Cardiac resynchronization therapy. The REVERSE (109) trial was designed to determine if CRT ± ICD modified disease progression over 12 months in patients with asymptomatic and mildly symptomatic heart failure and ventricular dyssynchrony. Patients were in NYHA class II or I (previously symptomatic), normal sinus rhythm, QRS ≥ 120 ms, LVEF ≤ 40%, LV end diastolic diameter ≥ 55 mm, without bradycardia, with or without ICD indication, on optimal medical therapy. All patients received CRT and then were randomized to have the device either on or off. Beginning at 1 year in the US and 2 years in Europe, all patients with CRT ON underwent yearly follow-up over 5 years. The heart failure clinical composite response endpoint indicated 16% worsening with CRT-ON compared with 21% worsening with CRT-OFF. Patients assigned to CRT-ON experienced a greater improvement in LV end-systolic volume index (−18.4 mL/m2 vs −1.3 mL/m2) and other measures of LV remodeling. Time to first heart failure hospitalization was significantly delayed in CRT-ON (hazard ratio: 0.47). The investigators concluded that CRT produced sustained reverse remodeling accompanied by low mortality and need for heart failure hospitalization. The benefits of CRT persisted, indicating that CRT attenuates disease progression in mildly symptomatic heart failure patients with wide QRS over at least 5 years. REVERSE, however, was underpowered to show mortality benefit and there was no long-term comparator. The RAFT (110) and MADI CRT (111) trials also showed the benefit of CRT in mild to moderate heart failure with short follow-up periods.
Left ventricular assist device. Several clinical studies (112–115) have shown improved survival with LV assist devices compared to medical therapy for advanced heart failure. The LV assist devices have not been shown to be cost effective.

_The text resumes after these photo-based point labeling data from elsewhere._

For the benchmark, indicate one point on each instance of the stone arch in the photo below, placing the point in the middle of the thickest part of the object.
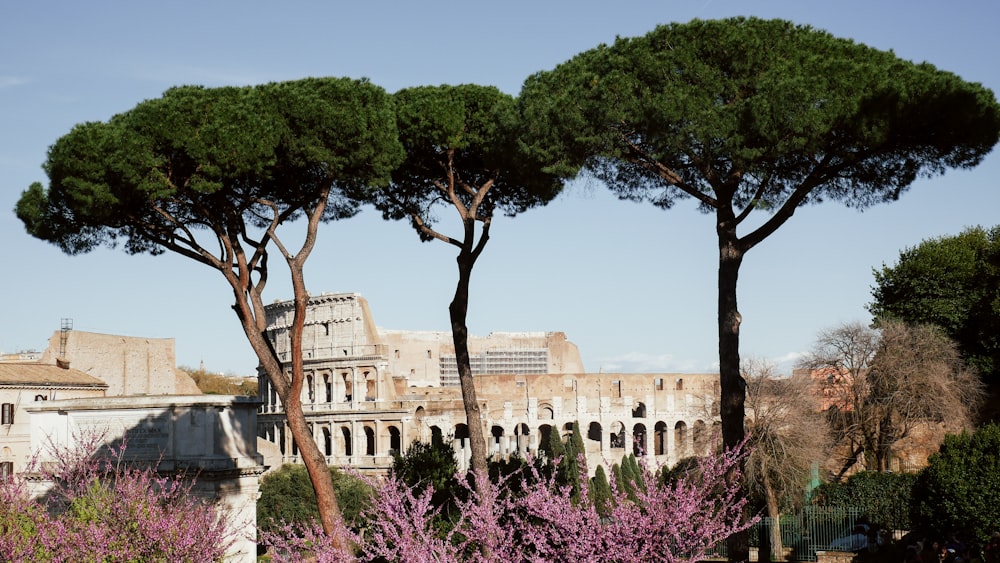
(594, 431)
(369, 440)
(327, 387)
(371, 387)
(700, 437)
(345, 432)
(639, 411)
(496, 439)
(544, 432)
(522, 437)
(616, 438)
(639, 446)
(680, 440)
(660, 438)
(345, 376)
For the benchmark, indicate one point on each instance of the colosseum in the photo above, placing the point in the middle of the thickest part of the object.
(369, 392)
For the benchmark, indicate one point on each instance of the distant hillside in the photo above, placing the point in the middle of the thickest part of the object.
(215, 384)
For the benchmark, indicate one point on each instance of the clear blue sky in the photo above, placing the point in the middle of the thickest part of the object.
(632, 286)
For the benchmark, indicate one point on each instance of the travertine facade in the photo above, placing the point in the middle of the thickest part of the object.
(369, 393)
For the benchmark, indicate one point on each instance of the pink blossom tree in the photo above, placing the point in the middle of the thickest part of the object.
(102, 509)
(674, 522)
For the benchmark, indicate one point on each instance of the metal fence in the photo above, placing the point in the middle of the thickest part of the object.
(815, 528)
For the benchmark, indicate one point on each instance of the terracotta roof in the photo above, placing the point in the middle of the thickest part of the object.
(32, 374)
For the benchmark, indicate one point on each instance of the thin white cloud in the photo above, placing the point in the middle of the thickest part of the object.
(11, 81)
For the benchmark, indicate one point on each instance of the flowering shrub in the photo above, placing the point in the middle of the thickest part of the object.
(652, 521)
(100, 509)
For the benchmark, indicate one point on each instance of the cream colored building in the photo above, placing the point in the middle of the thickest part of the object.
(23, 384)
(130, 387)
(370, 392)
(208, 436)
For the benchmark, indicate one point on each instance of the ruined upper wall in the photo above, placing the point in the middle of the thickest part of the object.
(129, 365)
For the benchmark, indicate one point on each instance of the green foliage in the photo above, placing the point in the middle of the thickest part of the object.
(952, 282)
(431, 465)
(199, 158)
(469, 129)
(287, 495)
(959, 490)
(884, 498)
(763, 107)
(215, 384)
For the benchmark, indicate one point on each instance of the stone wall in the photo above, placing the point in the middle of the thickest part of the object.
(129, 365)
(212, 437)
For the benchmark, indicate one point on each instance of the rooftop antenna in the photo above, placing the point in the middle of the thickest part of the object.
(66, 326)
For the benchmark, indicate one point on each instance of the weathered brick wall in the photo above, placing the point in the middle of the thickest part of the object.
(129, 365)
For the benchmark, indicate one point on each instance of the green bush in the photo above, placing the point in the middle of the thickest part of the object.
(884, 498)
(959, 491)
(433, 465)
(286, 495)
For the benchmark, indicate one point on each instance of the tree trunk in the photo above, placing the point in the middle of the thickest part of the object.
(777, 549)
(458, 311)
(732, 386)
(289, 391)
(312, 457)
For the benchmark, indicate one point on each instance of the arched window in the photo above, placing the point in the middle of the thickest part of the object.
(699, 435)
(369, 440)
(639, 447)
(660, 438)
(395, 440)
(639, 411)
(594, 432)
(617, 437)
(348, 446)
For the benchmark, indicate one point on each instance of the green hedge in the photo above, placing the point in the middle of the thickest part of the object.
(884, 498)
(959, 491)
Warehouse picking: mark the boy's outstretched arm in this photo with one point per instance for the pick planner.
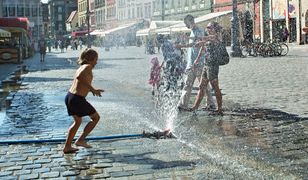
(82, 79)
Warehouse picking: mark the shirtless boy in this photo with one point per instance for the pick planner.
(76, 103)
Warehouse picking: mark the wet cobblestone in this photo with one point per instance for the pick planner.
(260, 138)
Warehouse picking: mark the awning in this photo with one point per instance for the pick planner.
(79, 33)
(143, 32)
(119, 29)
(98, 32)
(220, 17)
(4, 33)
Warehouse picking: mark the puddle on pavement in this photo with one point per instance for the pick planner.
(2, 117)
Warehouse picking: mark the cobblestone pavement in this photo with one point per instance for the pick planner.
(262, 136)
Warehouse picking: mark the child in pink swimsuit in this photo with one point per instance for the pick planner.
(155, 73)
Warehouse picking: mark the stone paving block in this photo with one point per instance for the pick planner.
(9, 178)
(50, 175)
(113, 169)
(59, 169)
(56, 155)
(33, 166)
(120, 174)
(101, 176)
(13, 168)
(29, 176)
(105, 161)
(70, 173)
(41, 170)
(58, 160)
(103, 165)
(5, 173)
(141, 177)
(24, 163)
(22, 172)
(17, 159)
(42, 161)
(118, 178)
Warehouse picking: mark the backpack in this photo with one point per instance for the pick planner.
(217, 54)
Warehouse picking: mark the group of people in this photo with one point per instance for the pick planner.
(204, 50)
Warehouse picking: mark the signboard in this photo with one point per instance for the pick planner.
(279, 9)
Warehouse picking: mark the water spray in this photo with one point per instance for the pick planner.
(155, 135)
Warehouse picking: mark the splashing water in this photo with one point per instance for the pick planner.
(166, 105)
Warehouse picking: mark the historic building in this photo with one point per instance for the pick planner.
(59, 11)
(100, 14)
(134, 10)
(86, 8)
(111, 14)
(178, 9)
(25, 8)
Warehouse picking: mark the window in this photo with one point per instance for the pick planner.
(34, 12)
(60, 17)
(172, 4)
(27, 10)
(306, 19)
(20, 11)
(11, 11)
(5, 14)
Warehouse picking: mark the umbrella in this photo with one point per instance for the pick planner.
(4, 33)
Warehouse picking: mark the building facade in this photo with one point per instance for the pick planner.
(134, 10)
(45, 16)
(178, 9)
(59, 11)
(72, 22)
(266, 19)
(1, 7)
(111, 14)
(25, 8)
(83, 6)
(100, 14)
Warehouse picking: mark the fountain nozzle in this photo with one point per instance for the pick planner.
(166, 134)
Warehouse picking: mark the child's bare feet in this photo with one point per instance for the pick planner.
(83, 144)
(70, 150)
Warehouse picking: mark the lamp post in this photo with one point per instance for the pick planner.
(162, 10)
(235, 44)
(88, 24)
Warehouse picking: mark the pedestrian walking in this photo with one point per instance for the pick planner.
(154, 74)
(193, 71)
(42, 48)
(76, 103)
(214, 52)
(80, 44)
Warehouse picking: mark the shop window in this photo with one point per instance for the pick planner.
(11, 11)
(20, 11)
(34, 12)
(306, 19)
(4, 12)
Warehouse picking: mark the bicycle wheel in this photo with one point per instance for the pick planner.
(245, 51)
(284, 49)
(263, 50)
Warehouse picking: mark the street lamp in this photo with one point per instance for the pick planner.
(88, 23)
(162, 10)
(235, 44)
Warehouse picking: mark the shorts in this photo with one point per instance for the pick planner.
(78, 105)
(210, 72)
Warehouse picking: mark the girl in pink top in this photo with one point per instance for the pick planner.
(155, 73)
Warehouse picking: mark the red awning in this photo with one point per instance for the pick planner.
(15, 22)
(79, 33)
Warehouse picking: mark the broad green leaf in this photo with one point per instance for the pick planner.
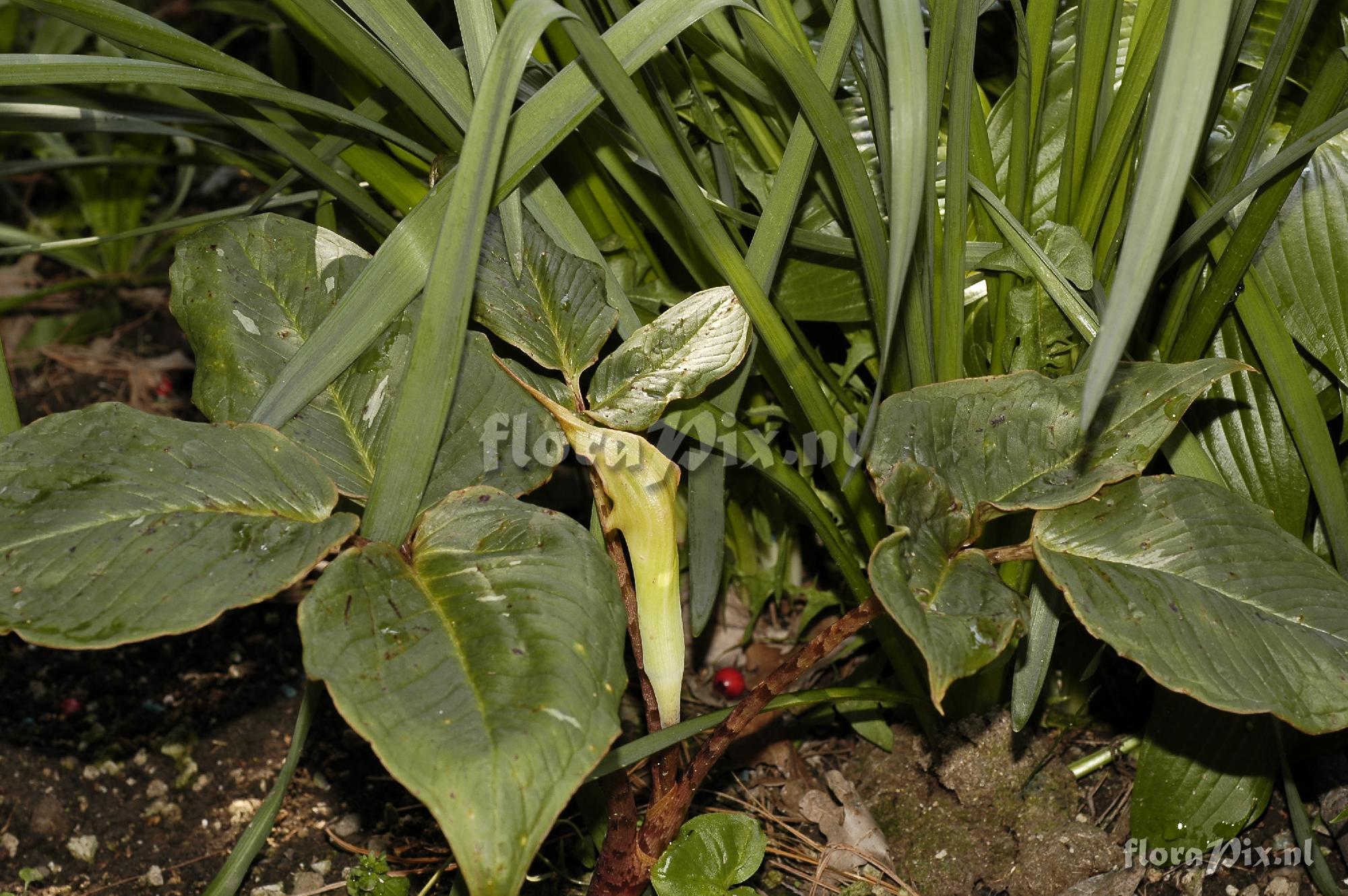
(1203, 775)
(421, 413)
(710, 856)
(556, 312)
(119, 526)
(1014, 443)
(676, 356)
(951, 603)
(1208, 595)
(1245, 433)
(1039, 335)
(641, 486)
(250, 293)
(485, 669)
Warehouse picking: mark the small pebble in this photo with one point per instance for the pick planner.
(83, 848)
(1283, 887)
(307, 883)
(347, 825)
(242, 810)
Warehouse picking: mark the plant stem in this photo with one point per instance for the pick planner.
(1010, 553)
(1099, 759)
(625, 868)
(665, 766)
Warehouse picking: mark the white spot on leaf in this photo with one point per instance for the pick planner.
(563, 717)
(249, 324)
(377, 402)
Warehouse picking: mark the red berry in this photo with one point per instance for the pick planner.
(729, 682)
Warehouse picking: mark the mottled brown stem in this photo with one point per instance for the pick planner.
(664, 766)
(626, 872)
(1010, 553)
(621, 839)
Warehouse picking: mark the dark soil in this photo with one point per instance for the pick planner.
(154, 757)
(162, 751)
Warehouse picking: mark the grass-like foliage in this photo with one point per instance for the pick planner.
(970, 304)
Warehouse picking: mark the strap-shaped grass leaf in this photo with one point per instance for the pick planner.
(1180, 99)
(486, 669)
(556, 312)
(951, 603)
(1203, 774)
(250, 293)
(1052, 119)
(1210, 595)
(676, 356)
(398, 271)
(1016, 443)
(1296, 262)
(119, 526)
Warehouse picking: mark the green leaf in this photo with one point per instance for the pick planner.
(951, 603)
(556, 312)
(1052, 119)
(676, 356)
(250, 293)
(710, 856)
(1208, 595)
(1014, 443)
(121, 526)
(371, 878)
(1035, 651)
(485, 669)
(421, 413)
(1177, 118)
(1248, 439)
(398, 271)
(1203, 775)
(1295, 262)
(1062, 245)
(1039, 335)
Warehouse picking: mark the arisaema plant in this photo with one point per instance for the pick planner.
(982, 301)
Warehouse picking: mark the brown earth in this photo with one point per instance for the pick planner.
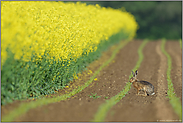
(110, 81)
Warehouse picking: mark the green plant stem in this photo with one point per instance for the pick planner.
(173, 99)
(23, 108)
(105, 107)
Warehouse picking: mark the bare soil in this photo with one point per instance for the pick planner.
(110, 81)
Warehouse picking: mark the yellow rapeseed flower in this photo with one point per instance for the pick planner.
(63, 30)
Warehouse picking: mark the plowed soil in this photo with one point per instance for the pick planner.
(111, 80)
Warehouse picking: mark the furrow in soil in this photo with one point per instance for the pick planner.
(83, 105)
(151, 108)
(174, 50)
(165, 111)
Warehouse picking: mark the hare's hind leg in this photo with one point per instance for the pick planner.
(137, 91)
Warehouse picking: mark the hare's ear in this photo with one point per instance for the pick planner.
(136, 73)
(133, 74)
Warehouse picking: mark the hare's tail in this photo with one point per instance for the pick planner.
(153, 93)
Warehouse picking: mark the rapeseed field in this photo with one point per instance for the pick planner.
(44, 45)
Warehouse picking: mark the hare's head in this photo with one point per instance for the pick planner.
(134, 78)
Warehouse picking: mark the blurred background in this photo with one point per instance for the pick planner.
(156, 19)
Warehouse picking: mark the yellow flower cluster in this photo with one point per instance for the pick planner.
(63, 30)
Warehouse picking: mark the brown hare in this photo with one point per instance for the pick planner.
(145, 86)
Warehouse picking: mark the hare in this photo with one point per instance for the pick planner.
(145, 86)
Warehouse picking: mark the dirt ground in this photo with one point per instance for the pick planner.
(110, 81)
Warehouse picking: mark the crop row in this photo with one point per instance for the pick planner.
(104, 108)
(173, 99)
(44, 45)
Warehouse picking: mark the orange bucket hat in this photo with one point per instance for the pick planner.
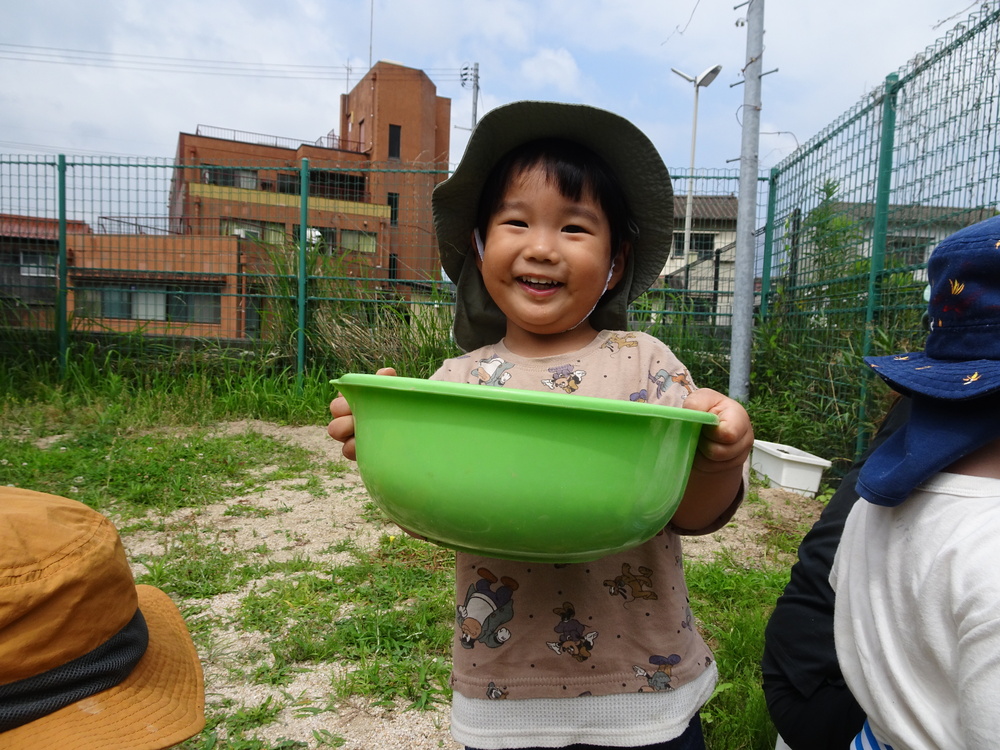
(88, 659)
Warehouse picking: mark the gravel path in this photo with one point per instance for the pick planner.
(307, 527)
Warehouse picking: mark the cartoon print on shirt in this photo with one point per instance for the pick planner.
(565, 378)
(686, 622)
(485, 610)
(660, 381)
(659, 678)
(618, 341)
(572, 640)
(495, 693)
(630, 587)
(492, 371)
(681, 378)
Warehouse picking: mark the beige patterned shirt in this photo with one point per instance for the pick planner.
(620, 624)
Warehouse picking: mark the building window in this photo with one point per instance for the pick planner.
(395, 141)
(230, 177)
(324, 239)
(324, 183)
(174, 303)
(355, 241)
(908, 251)
(394, 209)
(702, 243)
(37, 264)
(288, 184)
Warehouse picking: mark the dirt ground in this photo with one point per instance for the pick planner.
(309, 527)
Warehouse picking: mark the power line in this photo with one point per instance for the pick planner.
(191, 66)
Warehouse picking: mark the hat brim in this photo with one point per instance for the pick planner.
(627, 151)
(160, 704)
(952, 380)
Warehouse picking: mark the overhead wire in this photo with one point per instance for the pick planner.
(192, 66)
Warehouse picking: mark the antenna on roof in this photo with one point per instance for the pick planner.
(371, 28)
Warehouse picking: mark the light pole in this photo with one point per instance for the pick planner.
(703, 80)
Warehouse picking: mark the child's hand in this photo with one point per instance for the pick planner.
(727, 445)
(342, 426)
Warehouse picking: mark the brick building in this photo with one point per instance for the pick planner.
(235, 207)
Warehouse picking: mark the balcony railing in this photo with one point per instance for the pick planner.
(330, 141)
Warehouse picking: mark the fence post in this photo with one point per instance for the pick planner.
(62, 322)
(880, 227)
(303, 278)
(765, 272)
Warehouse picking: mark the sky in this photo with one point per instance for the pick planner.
(125, 77)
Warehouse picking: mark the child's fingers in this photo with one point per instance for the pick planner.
(339, 407)
(732, 439)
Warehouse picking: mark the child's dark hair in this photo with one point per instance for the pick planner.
(574, 169)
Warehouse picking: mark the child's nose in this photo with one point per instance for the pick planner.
(542, 245)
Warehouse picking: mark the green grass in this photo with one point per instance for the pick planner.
(143, 450)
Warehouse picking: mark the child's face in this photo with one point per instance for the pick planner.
(546, 262)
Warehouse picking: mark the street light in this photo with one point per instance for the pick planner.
(703, 80)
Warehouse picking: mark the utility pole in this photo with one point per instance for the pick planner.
(472, 74)
(746, 212)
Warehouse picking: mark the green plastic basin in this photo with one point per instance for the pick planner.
(521, 475)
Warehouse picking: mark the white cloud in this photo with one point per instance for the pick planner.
(554, 69)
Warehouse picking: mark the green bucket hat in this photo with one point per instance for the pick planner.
(627, 151)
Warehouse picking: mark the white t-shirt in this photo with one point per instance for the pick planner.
(917, 616)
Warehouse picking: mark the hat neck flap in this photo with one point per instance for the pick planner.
(937, 434)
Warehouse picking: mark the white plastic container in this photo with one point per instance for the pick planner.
(787, 467)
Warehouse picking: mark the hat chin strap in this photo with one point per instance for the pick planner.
(481, 250)
(586, 317)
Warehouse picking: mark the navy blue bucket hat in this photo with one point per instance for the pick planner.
(961, 359)
(954, 383)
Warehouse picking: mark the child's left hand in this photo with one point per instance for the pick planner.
(726, 446)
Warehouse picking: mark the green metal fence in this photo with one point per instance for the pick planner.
(293, 264)
(854, 213)
(290, 265)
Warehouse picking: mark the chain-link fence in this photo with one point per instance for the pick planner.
(314, 257)
(288, 264)
(855, 212)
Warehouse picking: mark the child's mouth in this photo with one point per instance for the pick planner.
(538, 283)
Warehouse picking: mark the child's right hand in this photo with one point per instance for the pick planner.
(342, 426)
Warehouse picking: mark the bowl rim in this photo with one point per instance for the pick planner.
(542, 399)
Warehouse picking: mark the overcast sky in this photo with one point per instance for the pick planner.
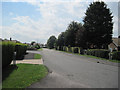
(37, 20)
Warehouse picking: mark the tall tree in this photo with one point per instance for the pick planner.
(80, 37)
(98, 24)
(70, 33)
(51, 42)
(61, 39)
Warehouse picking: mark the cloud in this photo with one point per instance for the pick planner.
(10, 13)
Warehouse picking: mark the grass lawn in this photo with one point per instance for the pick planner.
(117, 61)
(40, 49)
(37, 56)
(22, 75)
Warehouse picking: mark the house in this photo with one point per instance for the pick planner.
(115, 45)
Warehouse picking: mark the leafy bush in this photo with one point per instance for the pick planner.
(20, 50)
(116, 55)
(69, 49)
(98, 53)
(64, 48)
(8, 48)
(60, 48)
(75, 50)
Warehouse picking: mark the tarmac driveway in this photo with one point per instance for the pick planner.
(74, 71)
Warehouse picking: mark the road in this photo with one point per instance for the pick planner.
(74, 71)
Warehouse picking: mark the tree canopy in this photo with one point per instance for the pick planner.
(51, 42)
(98, 24)
(70, 33)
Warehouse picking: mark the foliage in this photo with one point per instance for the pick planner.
(37, 46)
(98, 53)
(51, 42)
(98, 24)
(37, 56)
(61, 40)
(20, 50)
(80, 37)
(23, 75)
(76, 50)
(70, 33)
(32, 42)
(8, 48)
(116, 55)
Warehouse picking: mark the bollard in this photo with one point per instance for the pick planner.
(14, 59)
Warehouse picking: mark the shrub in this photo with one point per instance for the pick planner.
(20, 50)
(8, 48)
(69, 49)
(60, 48)
(116, 55)
(64, 48)
(98, 53)
(75, 50)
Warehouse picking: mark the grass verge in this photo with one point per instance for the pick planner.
(23, 75)
(40, 49)
(116, 61)
(37, 56)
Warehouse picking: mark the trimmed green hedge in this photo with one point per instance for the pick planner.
(75, 49)
(8, 49)
(7, 52)
(20, 50)
(116, 55)
(98, 53)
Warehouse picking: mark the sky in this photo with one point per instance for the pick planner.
(37, 20)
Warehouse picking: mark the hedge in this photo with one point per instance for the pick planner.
(98, 53)
(20, 50)
(116, 55)
(8, 48)
(75, 50)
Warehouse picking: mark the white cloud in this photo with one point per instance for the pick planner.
(10, 13)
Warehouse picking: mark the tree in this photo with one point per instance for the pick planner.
(37, 46)
(51, 41)
(98, 24)
(60, 41)
(80, 37)
(32, 43)
(70, 34)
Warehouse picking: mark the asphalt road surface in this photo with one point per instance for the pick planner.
(74, 71)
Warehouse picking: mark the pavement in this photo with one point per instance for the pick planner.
(75, 71)
(29, 59)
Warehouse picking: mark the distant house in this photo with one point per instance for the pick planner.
(115, 45)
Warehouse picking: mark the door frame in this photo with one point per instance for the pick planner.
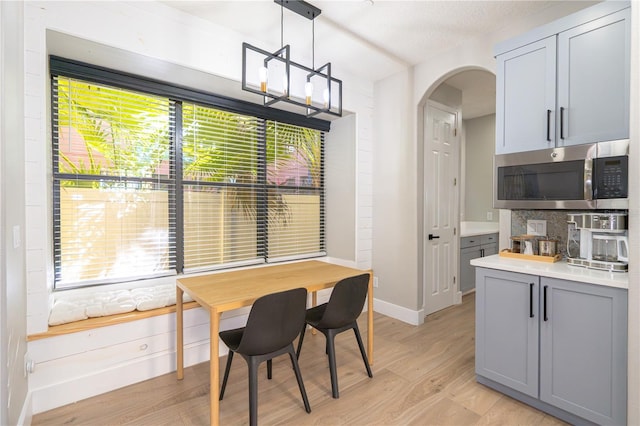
(456, 294)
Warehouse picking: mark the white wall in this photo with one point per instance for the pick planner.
(633, 398)
(480, 142)
(394, 188)
(340, 188)
(159, 40)
(13, 298)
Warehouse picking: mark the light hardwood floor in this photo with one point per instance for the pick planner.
(421, 376)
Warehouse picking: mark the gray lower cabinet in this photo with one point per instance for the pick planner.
(473, 248)
(557, 345)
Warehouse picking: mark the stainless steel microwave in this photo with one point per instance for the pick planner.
(593, 176)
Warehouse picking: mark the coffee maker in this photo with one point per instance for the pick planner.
(598, 241)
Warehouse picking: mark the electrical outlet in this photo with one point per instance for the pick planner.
(537, 227)
(573, 234)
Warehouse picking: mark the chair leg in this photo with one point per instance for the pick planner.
(331, 351)
(226, 375)
(296, 369)
(356, 331)
(253, 364)
(304, 328)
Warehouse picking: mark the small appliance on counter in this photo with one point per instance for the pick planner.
(598, 241)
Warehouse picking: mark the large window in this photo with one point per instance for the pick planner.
(149, 184)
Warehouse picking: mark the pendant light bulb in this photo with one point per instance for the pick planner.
(262, 75)
(308, 91)
(326, 97)
(285, 85)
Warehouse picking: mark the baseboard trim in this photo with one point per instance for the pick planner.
(26, 414)
(398, 312)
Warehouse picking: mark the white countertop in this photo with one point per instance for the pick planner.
(471, 229)
(560, 270)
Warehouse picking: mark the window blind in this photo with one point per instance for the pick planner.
(148, 184)
(222, 188)
(295, 192)
(114, 190)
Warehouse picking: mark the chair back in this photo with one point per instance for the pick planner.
(274, 322)
(346, 302)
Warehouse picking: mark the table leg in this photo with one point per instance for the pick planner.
(179, 334)
(370, 321)
(214, 365)
(314, 303)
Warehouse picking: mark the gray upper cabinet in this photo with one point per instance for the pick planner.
(588, 55)
(583, 350)
(593, 81)
(526, 98)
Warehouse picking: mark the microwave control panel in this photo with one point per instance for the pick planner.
(611, 177)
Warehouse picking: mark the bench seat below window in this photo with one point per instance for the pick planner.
(71, 313)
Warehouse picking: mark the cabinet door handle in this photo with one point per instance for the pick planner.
(544, 296)
(549, 125)
(531, 300)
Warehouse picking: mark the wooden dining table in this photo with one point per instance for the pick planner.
(226, 291)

Salt restriction in systolic heart failure. Taylor et al (116) performed a Cochrane database review and identified 7 randomized controlled trials (3 in normotensives, 2 in hypertensives, 1 in a mixed population of normo- and hypertensives, and 1 in heart failure) with follow-up of at least 6 months comparing restricted dietary salt intake or advice to reduce salt intake to control/no intervention in adults, and reported mortality or cardiovascular disease morbidity data. All-cause mortality and cardiovascular mortality for both normotensives and hypertensives were not reduced compared with the control group. In heart failure patients, salt restriction significantly increased all-cause death. Dinicolantonio and colleagues (117) analyzed 6 randomized controlled trials comparing low-sodium diets (1.8 g/day) with a higher-sodium diet (2.8 g/d) in 2747 patients with systolic heart failure. The low-sodium diet significantly increased all-cause mortality, sudden death, death due to heart failure, and heart failure readmissions.
Heart failure readmission rates. Hernandez et al studied a population that included 30,136 patients from 225 hospitals (118). Patients who were discharged from hospitals with higher early follow-up rates had a lower risk of 30-day readmission. The proper planning for transition of care and early outpatient follow-up was the only evidence-proven method of decreasing readmission rates for heart failure patients.